The Securities and Exchange Commission of the U.S. has brought out a report on the risk, regulations, and opportunities within the DeFi ecosystem. Caroline Crenshaw, one of the five SEC commissioners, has brought out a statement on the risks, regulations, and opportunities in decentralized finance. Crenshaw published the ‘statement’ on November 9. In the statement, she advised DeFi platforms to contact the SEC.
Also, in the statement, Crenshaw says that crypto is now part of the everyday language. The word crypto is being used in the news, on social media and around investment portfolios. In the report, the SEC tries to explain the regulatory status of decentralized finance in the United States. The report says that many things in decentralized Finance look like those in the traditional financial marketplace. The SEC partnered with AnChain.Al, a blockchain analytics firm to observe the DeFi space.
Risk and reward in DeFi
The commissioner said that DeFi has structural limits because it is unregulated. Crenshaw added that the Securities and Exchange Commission is one of the departments that have jurisdiction over decentralized finance. Nevertheless, no DeFi platform needed to register with the regulator. Because of that, users are not protected by any legal framework, like with the traditional financial markets. Crenshaw also asked DeFi platforms to reach out to the Commission’s ‘’FinHub’’ for advice about DeFi regulations. Crenshaw also said that the commission’s FinHub has never refused a meeting. According to the commissioner, the help of FinHub is very meaningful. The regulator would like more DeFi projects to comply voluntarily with regulations.

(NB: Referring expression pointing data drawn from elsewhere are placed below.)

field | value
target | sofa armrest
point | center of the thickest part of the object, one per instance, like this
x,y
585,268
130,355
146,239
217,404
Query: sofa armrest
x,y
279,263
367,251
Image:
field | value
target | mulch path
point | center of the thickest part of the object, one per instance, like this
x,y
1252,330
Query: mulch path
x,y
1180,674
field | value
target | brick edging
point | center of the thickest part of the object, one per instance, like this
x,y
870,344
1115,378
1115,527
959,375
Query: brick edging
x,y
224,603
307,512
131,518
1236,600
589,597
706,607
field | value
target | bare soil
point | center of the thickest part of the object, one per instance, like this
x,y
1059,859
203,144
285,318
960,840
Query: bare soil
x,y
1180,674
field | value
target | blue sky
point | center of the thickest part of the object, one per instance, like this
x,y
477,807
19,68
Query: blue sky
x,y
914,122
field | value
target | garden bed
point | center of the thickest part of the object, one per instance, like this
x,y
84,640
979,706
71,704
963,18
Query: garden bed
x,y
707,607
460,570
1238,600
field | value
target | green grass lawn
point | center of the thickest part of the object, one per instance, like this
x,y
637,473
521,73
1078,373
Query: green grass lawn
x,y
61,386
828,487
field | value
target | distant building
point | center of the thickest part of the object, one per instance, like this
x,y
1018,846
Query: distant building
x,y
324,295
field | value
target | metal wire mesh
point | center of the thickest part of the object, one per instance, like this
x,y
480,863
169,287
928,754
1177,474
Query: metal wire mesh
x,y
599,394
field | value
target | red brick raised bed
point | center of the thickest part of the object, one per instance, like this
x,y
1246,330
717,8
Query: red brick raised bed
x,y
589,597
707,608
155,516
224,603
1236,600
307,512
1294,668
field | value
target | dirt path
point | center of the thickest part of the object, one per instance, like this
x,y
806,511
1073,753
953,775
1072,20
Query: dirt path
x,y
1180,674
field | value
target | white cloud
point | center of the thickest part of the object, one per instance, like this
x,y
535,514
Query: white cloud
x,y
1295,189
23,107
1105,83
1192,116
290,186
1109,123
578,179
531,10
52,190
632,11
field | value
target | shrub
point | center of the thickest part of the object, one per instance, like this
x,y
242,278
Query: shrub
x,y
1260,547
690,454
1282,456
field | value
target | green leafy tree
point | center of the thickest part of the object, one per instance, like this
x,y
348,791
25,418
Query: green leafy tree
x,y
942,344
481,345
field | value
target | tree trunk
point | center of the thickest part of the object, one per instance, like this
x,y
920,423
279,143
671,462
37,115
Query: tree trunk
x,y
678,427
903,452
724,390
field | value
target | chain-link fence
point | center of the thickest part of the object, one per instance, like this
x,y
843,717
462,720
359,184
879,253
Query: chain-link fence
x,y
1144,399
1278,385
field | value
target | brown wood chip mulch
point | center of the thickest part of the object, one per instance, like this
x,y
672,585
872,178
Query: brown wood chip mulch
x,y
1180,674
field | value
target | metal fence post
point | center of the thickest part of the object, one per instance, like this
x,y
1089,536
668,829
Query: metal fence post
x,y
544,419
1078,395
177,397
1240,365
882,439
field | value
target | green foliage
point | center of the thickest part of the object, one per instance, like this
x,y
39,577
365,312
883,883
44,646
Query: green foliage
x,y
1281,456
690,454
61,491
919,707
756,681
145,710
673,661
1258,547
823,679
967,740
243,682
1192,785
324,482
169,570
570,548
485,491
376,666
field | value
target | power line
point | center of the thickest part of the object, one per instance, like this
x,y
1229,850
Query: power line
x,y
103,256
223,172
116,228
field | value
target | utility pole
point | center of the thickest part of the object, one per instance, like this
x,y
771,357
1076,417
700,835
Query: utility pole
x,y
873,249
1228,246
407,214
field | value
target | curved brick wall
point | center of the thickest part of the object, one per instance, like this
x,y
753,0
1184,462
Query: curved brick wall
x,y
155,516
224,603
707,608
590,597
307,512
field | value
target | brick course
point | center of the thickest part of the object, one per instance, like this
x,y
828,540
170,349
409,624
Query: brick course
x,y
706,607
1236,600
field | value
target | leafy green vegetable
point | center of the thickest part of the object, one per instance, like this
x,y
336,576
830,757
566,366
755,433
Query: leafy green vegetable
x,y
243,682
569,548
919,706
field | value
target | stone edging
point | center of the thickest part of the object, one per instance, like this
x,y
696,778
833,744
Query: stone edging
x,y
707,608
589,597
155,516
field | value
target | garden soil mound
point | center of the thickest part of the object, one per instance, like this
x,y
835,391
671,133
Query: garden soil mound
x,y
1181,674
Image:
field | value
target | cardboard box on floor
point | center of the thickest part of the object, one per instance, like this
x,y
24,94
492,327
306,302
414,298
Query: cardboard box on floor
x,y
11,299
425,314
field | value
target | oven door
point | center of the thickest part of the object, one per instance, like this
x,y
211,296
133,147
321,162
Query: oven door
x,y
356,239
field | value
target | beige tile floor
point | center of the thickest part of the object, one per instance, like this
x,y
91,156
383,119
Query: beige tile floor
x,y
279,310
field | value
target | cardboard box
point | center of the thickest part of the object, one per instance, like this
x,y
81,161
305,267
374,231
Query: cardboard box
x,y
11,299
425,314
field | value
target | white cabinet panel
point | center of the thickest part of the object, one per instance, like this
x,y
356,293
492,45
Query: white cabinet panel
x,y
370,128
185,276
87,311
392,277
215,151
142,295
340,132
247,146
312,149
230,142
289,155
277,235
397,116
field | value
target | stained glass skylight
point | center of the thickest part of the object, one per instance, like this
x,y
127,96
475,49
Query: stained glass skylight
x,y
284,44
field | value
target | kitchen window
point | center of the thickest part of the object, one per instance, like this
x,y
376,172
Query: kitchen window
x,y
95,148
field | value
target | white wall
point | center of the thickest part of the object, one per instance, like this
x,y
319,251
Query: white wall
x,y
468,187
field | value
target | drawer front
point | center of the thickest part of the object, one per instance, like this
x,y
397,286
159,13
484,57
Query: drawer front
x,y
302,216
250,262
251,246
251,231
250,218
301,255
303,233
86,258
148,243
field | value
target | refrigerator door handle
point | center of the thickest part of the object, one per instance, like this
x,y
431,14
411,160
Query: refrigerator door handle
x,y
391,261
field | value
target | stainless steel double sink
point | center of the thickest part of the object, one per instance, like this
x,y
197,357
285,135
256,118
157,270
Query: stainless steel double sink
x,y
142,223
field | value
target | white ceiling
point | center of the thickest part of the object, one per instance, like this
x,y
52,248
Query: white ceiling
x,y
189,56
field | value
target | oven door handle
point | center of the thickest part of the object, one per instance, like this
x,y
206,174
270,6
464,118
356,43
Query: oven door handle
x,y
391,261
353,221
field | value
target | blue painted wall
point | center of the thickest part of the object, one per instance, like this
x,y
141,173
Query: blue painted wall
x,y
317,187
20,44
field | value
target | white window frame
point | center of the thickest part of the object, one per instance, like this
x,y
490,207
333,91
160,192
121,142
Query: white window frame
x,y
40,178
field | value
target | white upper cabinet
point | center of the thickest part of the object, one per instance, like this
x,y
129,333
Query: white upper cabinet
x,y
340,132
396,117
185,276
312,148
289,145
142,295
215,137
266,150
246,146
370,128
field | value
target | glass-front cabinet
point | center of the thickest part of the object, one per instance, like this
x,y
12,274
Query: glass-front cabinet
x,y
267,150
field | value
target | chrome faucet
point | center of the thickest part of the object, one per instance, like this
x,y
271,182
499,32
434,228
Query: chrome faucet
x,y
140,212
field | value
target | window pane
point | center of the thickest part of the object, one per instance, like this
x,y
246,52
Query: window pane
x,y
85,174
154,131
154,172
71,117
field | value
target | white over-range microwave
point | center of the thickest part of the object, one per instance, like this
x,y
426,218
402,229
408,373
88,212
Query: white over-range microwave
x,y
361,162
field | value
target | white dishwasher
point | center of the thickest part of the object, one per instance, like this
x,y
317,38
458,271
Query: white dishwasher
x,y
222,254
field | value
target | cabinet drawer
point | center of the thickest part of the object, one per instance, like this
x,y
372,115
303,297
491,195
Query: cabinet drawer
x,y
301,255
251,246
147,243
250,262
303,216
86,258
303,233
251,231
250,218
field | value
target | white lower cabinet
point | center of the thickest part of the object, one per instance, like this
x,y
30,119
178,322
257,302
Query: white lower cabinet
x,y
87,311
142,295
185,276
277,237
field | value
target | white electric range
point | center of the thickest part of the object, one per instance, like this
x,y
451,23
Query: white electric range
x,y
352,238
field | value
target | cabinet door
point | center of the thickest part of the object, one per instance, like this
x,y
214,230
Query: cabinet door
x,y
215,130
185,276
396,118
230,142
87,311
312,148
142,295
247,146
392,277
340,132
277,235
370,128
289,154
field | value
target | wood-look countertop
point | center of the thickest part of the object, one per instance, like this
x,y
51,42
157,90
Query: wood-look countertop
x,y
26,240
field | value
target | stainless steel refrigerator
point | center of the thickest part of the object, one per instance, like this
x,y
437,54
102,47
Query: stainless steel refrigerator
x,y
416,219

According to Crenshaw, there are two major structural hurdles; Transparency and pseudonymity. The commissioner says that there is a lack of transparency. She speaks about a ‘two-tier market’ where experienced investors and insiders make huge profits and retail investors take more risks. The retail investors get worse pricing and because of that they are less likely to succeed. According to the commissioner, this has happened with multiple projects that have had major venture capital investments. A big consequence is that because of that, these projects are now governed by ‘whales’ which hold the most percentage of the tokens.